RN-led Gulf task group protects 100m tonnes of cargo every month

Topic: Operational activitySecurity at Sea Storyline: HMS Montrose

Four hundred million tonnes of cargo – fuel, food, vehicles, white goods – have been safely transported thanks to a Royal Navy-led operation in the Gulf.

Over the past four months the international Operation Sentinel task group has ensured nearly 1,000 merchant ships sailed safely through two hot spots without incident.

The naval force – which at times has included the Royal Navy’s Gulf-based frigate HMS Montrose as well as the former HMS Clyde, now serving with the Bahraini Navy – has been directed since March by Commodore Adrian Fryer and his international staff.

He’s now handed over tenure of the mission, which is run from Bahrain, to fellow Royal Navy officer Commodore Gordon Ruddock. 

The Sentinel task force and staff are chiefly responsible for the safe passage of shipping through two key narrows or ‘choke points’: the Bab al Mandeb (commonly referred to as the BAM by mariners) at the foot of the Red Sea and Strait of Hormuz.

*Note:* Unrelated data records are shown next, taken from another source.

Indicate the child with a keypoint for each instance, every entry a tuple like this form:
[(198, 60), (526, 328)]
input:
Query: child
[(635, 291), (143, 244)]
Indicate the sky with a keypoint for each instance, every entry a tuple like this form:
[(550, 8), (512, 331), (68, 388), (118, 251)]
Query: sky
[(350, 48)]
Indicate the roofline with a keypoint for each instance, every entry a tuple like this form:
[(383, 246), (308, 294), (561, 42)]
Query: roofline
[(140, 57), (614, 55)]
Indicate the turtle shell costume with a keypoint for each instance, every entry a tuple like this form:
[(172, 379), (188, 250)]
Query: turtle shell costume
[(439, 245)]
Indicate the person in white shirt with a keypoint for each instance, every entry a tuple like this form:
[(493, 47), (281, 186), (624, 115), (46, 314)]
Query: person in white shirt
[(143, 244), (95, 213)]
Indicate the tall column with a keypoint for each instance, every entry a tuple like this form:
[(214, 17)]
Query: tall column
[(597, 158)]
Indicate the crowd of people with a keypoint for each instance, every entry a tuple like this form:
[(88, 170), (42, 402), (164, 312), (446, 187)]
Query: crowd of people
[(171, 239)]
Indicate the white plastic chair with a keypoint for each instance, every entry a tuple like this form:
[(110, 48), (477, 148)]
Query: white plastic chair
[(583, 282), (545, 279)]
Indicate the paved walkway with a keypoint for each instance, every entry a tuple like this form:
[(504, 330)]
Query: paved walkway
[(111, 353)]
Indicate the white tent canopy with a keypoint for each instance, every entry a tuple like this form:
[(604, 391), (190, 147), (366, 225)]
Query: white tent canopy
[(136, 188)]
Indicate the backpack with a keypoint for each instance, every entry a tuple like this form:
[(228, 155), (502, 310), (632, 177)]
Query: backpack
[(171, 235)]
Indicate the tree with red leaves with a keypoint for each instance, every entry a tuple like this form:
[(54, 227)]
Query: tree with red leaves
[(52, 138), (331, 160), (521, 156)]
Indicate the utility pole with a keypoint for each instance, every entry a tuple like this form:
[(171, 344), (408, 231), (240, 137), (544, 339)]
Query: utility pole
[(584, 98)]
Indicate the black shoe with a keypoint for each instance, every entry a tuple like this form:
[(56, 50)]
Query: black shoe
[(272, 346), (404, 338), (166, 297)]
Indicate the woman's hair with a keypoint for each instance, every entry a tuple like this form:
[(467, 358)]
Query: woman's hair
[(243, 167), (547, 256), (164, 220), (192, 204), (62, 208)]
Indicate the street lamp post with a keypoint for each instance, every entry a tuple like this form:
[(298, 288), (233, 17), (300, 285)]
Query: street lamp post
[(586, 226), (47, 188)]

Around 50 ships a day pass through the BAM, 115 sail into and out of the Gulf every 24 hours: tankers, gas carriers, container ships, car carriers.

Should either become blocked or unsafe for merchant shipping the impact on the UK alone – which relies on regular supplies of liquid natural gas from the Gulf for example – would be severe, while this spring’s accidental blockage of the Suez Canal cost global trade more than £280m per hour, or £6bn per day.

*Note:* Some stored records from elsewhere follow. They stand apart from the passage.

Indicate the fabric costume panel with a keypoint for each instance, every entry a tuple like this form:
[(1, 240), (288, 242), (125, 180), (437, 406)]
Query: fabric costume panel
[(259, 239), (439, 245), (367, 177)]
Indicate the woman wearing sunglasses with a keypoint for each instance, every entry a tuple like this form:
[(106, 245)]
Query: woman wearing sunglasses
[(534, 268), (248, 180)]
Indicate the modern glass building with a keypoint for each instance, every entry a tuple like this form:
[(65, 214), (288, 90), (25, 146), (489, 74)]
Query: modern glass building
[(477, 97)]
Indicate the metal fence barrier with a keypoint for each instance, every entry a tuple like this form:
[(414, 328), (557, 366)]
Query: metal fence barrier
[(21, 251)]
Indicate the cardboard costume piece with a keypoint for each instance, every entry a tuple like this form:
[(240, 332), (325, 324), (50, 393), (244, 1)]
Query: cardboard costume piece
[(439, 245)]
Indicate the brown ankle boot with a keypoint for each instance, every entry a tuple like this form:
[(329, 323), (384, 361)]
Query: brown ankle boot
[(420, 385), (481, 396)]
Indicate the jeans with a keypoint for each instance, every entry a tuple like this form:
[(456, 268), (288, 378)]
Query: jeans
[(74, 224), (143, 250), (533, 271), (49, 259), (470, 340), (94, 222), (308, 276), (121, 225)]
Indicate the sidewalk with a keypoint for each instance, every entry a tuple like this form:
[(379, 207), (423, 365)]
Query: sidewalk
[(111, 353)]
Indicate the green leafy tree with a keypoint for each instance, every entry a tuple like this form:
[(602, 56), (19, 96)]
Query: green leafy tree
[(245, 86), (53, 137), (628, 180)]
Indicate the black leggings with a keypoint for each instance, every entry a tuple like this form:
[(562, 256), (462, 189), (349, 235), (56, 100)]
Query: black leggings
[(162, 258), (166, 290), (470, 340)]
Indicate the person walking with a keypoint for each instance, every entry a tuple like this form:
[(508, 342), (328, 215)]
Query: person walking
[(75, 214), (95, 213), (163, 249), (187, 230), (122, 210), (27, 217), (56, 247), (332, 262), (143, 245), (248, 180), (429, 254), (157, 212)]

Under Commodore Fryer’s command, the task group has kept an eye on 960 merchant ships which fly the flag of the nations committed to Operation Sentinel’s parent body, the International Maritime Security Construct: UK, US, Albania, Bahrain, Estonia, Lithuania, Saudi Arabia and the United Arab Emirates.

Those 960 ships have passed safely through both straits, carrying 400 million tonnes of cargo – slightly less than the total amount of cargo passing through UK ports every year – to their destination as a result.

As well as watching over shipping directly, the task force sends out around 2,500 radio messages every month providing the latest updates and warnings about potential dangers as well as reassurance, and the participating ships conduct a series of regular exercises and combined training to remain at the top of their game.

Commodore Ruddock vowed to continue the work of his predecessor given the vital nature of the task force’s to the region and global economy.

“Anything that rocks the confidence in nations’ ability to sustain stability within our communities needs to be taken seriously,” said Ruddock. “CTF Sentinel is charged with executing its mission diligently and does its part to keep open the arteries of trade in this region.”

CTF Sentinel is charged with executing its mission diligently and does its part to keep open the arteries of trade in this region.